Le thème du Lutin
Le thème du petit lutin exclusivement mâle, travailleur nocturne et constructeur de ponts, d’églises... a contaminé localement le thème des Lamin. Le lutin indo-européen fait partie d’un peuple naturel, sauvage. C’est un être velu et barbu qui a une forte proximité avec certains animaux dont la chèvre. Habitant des forêts et des montagnes, il est lié au domaine aquatique, au cours d’eau. Il est ambivalent ; tantôt il aide les hommes, tantôt il les tourmente. Il est lié au domaine de la mort ; on le confond même avec les âmes des défunts. Du fait de sa petite taille et de son type de vie sauvage, le Lamin a été souvent confondu avec ce lutin et ses formes apparentées comme les Intxixu (qui vivent dans les grottes) et autres Mikolas....

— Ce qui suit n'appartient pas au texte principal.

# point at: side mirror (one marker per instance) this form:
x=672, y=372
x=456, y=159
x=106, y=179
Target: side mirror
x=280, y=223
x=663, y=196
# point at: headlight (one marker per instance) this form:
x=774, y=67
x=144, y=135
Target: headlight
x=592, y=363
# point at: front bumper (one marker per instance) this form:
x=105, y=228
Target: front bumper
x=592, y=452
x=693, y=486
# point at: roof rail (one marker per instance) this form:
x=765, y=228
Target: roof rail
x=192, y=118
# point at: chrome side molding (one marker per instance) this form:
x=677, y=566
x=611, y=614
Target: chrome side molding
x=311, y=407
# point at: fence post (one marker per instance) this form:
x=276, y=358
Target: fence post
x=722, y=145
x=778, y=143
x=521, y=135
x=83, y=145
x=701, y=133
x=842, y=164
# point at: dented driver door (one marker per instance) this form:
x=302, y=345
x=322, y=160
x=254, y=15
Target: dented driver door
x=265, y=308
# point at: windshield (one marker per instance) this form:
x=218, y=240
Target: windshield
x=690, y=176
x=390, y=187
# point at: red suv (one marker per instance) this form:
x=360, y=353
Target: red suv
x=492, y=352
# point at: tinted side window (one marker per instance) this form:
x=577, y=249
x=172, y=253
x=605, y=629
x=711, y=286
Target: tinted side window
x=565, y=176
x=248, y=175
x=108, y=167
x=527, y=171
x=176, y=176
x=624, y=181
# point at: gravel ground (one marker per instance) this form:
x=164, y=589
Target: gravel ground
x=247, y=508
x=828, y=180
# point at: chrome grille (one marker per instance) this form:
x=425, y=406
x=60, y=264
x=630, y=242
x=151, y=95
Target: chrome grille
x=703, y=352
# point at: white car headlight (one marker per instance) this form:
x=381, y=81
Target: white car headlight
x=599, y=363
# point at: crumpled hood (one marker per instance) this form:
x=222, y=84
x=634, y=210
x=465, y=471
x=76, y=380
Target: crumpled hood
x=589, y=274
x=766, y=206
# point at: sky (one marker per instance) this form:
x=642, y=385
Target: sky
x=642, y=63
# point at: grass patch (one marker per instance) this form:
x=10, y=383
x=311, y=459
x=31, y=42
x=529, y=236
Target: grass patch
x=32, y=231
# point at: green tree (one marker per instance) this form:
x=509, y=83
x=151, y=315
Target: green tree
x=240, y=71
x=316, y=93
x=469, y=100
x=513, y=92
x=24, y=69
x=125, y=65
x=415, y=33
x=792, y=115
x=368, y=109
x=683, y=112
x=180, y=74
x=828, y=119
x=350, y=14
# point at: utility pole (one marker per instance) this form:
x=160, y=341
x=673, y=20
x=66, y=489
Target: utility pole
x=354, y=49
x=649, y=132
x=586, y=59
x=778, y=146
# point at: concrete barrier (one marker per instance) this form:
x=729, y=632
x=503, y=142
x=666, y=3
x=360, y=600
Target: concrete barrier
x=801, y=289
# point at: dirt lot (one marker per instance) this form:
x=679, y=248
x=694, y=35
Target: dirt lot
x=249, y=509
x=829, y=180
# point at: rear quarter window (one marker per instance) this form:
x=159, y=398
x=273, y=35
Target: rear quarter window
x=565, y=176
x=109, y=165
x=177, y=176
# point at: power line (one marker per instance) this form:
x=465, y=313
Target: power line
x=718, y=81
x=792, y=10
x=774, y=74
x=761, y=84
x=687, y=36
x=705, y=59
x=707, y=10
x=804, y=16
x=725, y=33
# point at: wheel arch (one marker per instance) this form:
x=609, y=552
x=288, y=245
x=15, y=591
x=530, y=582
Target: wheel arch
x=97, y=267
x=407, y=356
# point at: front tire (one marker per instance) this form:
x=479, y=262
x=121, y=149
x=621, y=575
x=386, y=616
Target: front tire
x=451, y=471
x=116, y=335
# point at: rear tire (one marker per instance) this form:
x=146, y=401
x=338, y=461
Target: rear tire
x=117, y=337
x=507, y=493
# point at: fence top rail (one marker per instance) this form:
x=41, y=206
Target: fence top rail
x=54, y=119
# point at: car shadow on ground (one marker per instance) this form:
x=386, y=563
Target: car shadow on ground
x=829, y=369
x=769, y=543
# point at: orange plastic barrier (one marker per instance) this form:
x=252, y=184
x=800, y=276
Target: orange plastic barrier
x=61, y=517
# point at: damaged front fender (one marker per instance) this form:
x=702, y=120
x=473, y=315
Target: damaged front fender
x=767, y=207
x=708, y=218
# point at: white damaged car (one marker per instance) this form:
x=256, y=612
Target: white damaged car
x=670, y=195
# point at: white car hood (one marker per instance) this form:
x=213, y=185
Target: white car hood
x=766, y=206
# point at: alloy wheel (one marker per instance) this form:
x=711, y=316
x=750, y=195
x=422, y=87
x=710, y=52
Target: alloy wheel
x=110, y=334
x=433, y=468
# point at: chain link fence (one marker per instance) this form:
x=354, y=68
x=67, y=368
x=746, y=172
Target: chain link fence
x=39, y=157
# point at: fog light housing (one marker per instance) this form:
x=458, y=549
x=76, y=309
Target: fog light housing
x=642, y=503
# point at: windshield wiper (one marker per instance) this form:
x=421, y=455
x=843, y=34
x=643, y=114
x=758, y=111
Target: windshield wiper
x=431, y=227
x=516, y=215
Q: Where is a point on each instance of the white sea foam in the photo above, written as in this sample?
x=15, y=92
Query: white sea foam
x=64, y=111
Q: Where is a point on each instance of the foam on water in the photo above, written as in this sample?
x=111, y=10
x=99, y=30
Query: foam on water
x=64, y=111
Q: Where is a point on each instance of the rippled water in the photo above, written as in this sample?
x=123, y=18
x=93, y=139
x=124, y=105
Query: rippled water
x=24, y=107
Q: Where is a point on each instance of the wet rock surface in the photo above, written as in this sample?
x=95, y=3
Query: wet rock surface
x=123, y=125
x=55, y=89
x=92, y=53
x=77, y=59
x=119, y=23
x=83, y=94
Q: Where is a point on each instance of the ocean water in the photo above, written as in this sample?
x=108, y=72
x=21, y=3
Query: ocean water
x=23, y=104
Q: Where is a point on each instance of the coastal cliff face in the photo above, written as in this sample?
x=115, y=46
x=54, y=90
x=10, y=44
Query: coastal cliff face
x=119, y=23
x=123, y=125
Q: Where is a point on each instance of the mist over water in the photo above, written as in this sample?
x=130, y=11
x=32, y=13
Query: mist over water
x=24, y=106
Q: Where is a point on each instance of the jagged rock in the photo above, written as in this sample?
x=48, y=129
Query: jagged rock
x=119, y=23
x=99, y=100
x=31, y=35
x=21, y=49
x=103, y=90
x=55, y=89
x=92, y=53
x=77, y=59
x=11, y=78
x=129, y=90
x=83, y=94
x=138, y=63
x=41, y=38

On retrouve l’influence de ces récits dans ceux où les Lamin « s’appellent tous Gilen » (hamabi mila baginen eta oro deitzen Guillen – voir Cerquand), lors de la construction de l’église d’Espes, du pont de Licq ; du château de Laustania à Ascarat, du jauregi de Saint Martin d’Arberoue... et construisent des édifices auxquels il manque toujours une pierre. Ces récits furent recueillis en Iparralde ; ils sont inconnus au sud.
Argument en faveur de leur intégration « en bloc » dans notre imaginaire collectif : les édifices construits par d’autres entités comme les Gentils et autres Mairi, sont complets.
On a bien l’impression que les conteurs ont plaqué l’image du lutin sur un vieux fond investi par les Lamin.